CoumarinBioBench-TierA is an auditable, ChEMBL-derived benchmark and public reproducibility package for organism-aware target-family mapping, target-level QSAR-readiness assessment, and fingerprint-based activity-landscape analysis in coumarin-containing bioactivity data.
This repository accompanies the manuscript:
CoumarinBioBench-TierA: An Auditable ChEMBL-Derived Benchmark for Organism-Aware Target-Family Mapping and QSAR-Readiness Assessment
It was built to address a recurring scaffold-focused cheminformatics problem: although public bioactivity repositories contain large volumes of useful medicinal chemistry data, raw database extractions are not automatically suitable for benchmark construction or endpoint-specific modelling without explicit curation, provenance control, and transparent target-level interpretation. This release therefore provides not only processed outputs, but also the retrieval logic, benchmark-construction workflow, canonical supplementary tables, figure source-data files, and reproducibility metadata required to inspect and reuse the study in a structured way.

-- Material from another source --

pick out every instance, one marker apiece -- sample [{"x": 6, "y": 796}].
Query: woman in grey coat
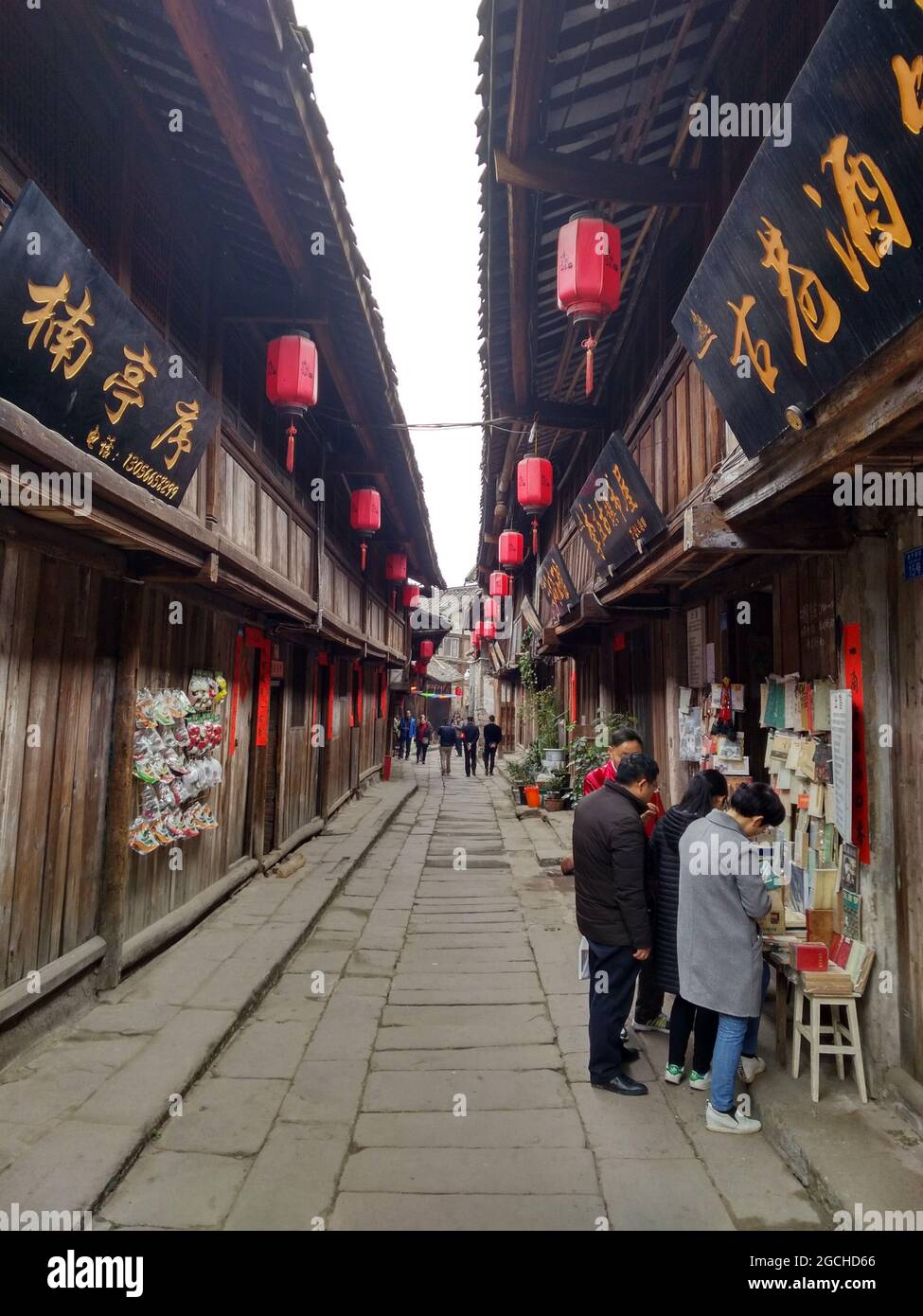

This public release contains the canonical reproducibility package for the CoumarinBioBench-TierA study. It includes:
- a documented retrieval package for reconstructing the coumarin-associated ChEMBL activity export,
- the canonical benchmark-construction and analysis scripts,
- the reusable Python source package in
src/coumarinbiobench/, - the processed Tier-A benchmark outputs used in the manuscript,
- the supplementary tables cited in the Supporting Information,
- figure source-data files for the manuscript figures,
- benchmark metadata, release manifest, and checksum files,
- the software environment description needed for computational reproducibility.
This release is intentionally curated rather than exhaustive. Draft manuscripts, notebooks, logs, patch-stage helper scripts, raw frozen export files, interim tables, caches, and other development-only artifacts are excluded so that the repository remains interpretable, lightweight, and suitable for external review.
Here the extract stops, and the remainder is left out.